Historically speaking: Remembering those Christmas breaks
By Lily Kongslien
After the excitement and anticipation of the annual school Christmas program at our rural school, the air became filled with the preparations for the Christmas holiday in our home. Some library books and a few assignments were brought home to complete sometime during the two-week vacation. The assignments were usually forgotten until the day before returning to school in January, but the books were thoroughly red the first few nights into vacation.
Mail-order catalogs had already been studied, and an order was sent in time to be received several days before Christmas. Each of us could pick out one gift for ourselves (cost up to, but not exceeding, $10). In early years we thought of toys-for me perhaps a new dolly and for my brother perhaps the then-coveted Krazy Kar. But in later years, books became our idea of perfect gifts.

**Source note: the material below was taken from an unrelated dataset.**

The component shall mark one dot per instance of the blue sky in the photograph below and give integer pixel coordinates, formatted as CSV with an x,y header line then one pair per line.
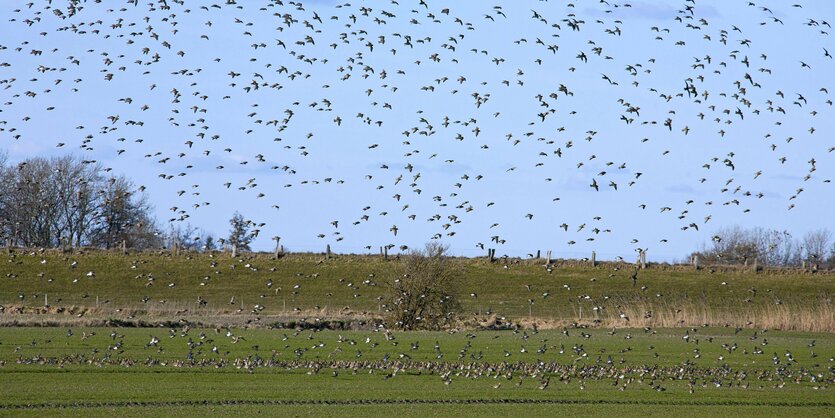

On our first day of vacation, we gathered ground pine and cedar boughs to make wreaths and strings of greens for decorating inside and out. Then we secretly worked on homemade gifts for each member of the family; these were sometimes started early in the fall, depending on the materials needed. They were hidden when finished and sly hints give. A trip to town to buy last minute holiday treats and a few gifts for friends and neighbors was looked forward to, and we tried to pick a time when roads were cleared of snow so we’d have no car problems or “stuck-in-the-snowdrift” difficulties. Several kinds of hard candy was bought, plus candy canes, licorice and anise candy. Oranges were a special treat enjoyed only at Christmas time.
Candy-making could be done early; favorites made each Christmas were chocolate fudge and butterscotch candy. These were boxed and also packed away for our own enjoyment. The shelling of hazelnuts, gathered in the fall, was necessary for the baking of many kinds of cookies, and also for making the fudge just dee-licious! Fruit cakes and gingerbread cut-outs for decorating the tree were made early and packed away for use closer to Christmas day.
Mother spent much time at her treadle Singer sewing machine – making new outfits for my dolly and a new green velvet jumper for me. She also made gifts for her friends: a tulip pillow cover, table scarf and real birch bark canoes made into beautiful pincushions. What excitement at our house as these creations were being made for loved ones. Our Dad was very adept with wood and made game boards for us, plus toys and wooden puzzles. One Christmas when my book collection had grown considerably, he made me a wooden bookcase, which I still have today.
Christmas cards were sent only to far distant relatives and friends, each containing a sprig of cedar or ground pine. We received a few cards, which were tied to our tree for all to enjoy. During the vacation we made daily treks to the rural mailbox, and how excited we were when there were some Christmas greetings and perhaps a precious letter from our Grandma and Grandpa in Denmark. When school commenced again, this special trip would not be necessary, as we picked up the mail on our way home from school.
Our Christmas tree had a special place in the corner of the parlor, and during Christmas vacation the parlor was heated each day and evening by our big reliable wood burning heater. We all spent a lot of time admiring the tree and the brightly-wrapped gifts; we had some homemade decorations and also some very elaborate ornaments. Also hung on the tree were the gingerbread cookies, candy cherries and strawberries (these decorations were eaten during the holidays!).
On Christmas Eve, with usually a fresh layer of new snow covering everything outside, we could not get into town (15 miles) to church , so we would read the Christmas story from Luke, ply Christmas hymns and carols on the wind-up phonograph…and then open presents. The covering would be removed from my dolly on the couch, and I was transfixed by her new clothes. She looked so pretty!
Our homemade gifts for each other were opened and “thanks” expressed, as we realized all the hours we spent making the gifts for each other and the time and love put into the gifts received. Our family felt so close – it was a wonderful feeling. Other gifts were opened, and then off to bed we went. Tomorrow we would have time to play some of the games we received: dominoes, Chinese checkers, and a game I received called Hicketty-Picketty (little wooden chicken eggs were to be filled into nests).
Vacation, especially after Christmas, seemed to last forever, and we wished it would, since we had so much to do… sliding , skiing, making forts and especially the fun of having enough daylight hours to play outside. Making igloos was special fun. And there were always plenty of drifts of snow. We used an old hand saw and cut chunks of hard-packed snow, piled them up “just-so” and ended up with a real snow house.
Finally, the new year arrived and it was time to get at the homework that was brought home and placed on the shelf (it seemed like months ago). We would have lots to write about on the essay that I knew our teacher would assign, “What I Did During My Christmas Vacation.” It was fun to relive it all over again as I do this assignment!
It was great to be a kid back then, and there are wonderful warm memories to help bring back the blessed Christmas time with our loved ones. How times have changed, but not the joys and blessings of Christmas.